Tesco has been fined £7.5 million ($10.4 million) for selling food past its use-by date at three stores in an English city.
The retailer pleaded guilty at Birmingham Magistrates Court in September 2020 to 22 offences and was fined this past week. The violations included 67 items of out-of-date food being on sale between 2015 and 2017 in three store locations.
The first incident at a Tesco Express saw Birmingham City Council environmental health officers (EHOs) visit the store in June 2015 after a public complaint and they found six items on display beyond their use-by dates.
They were invited back for another check in April 2016 when they found various items including own-brand pizza, soup, pork belly slices, potato salad, trifle and flavored milk, out of date for between one to 17 days.
Missed opportunities to remove products
A separate complaint in May 2017 led to a visit to a Tesco Metro store in June where 25 items displayed for sale beyond their use-by dates were discovered including own-brand scotch eggs, quiche lorraine, and Little Dish chicken and vegetable risotto and pasta bolognaise which were children’s meals.
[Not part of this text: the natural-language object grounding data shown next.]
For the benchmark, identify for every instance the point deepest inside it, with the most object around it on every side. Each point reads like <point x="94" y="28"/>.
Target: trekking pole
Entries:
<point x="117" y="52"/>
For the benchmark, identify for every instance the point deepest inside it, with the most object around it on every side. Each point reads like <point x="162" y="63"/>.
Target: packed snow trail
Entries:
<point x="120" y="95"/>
At the third store, own-brand falafel and hummus wraps, grapes and strawberries, and berry medley pots were on sale past their use-by dates in June 2017 with mold found on grapes.
Mark Croxford, head of Environmental Health for Birmingham City Council, said the case sends a warning to retailers to ensure their stock is in date and if they are found to be breaching the rules action will be taken.
“The manufacturers put the date on their products to guarantee the food is safe and ignoring this date completely undermines consumer safety. There were numerous missed opportunities to check the dates on these products and remove them from display – and the fact incidents were found on several occasions, in different stores and over 14 months, is a major concern.”
Judge Shamim Qureshi said the decision from Tesco to invite EHOs back in 2016 after the 2015 incident was an “own goal” because out of date items were found again.
Richard Reichman, a partner at BCL Solicitors LLP, said this is a surprisingly common feature in food safety cases and urged businesses to be careful when inviting a regulator back to re-visit and not to do so prematurely.
Judge: A reluctant guilty plea after running out of options
Qureshi said he agreed that Birmingham City Council had been made to jump every conceivable hurdle.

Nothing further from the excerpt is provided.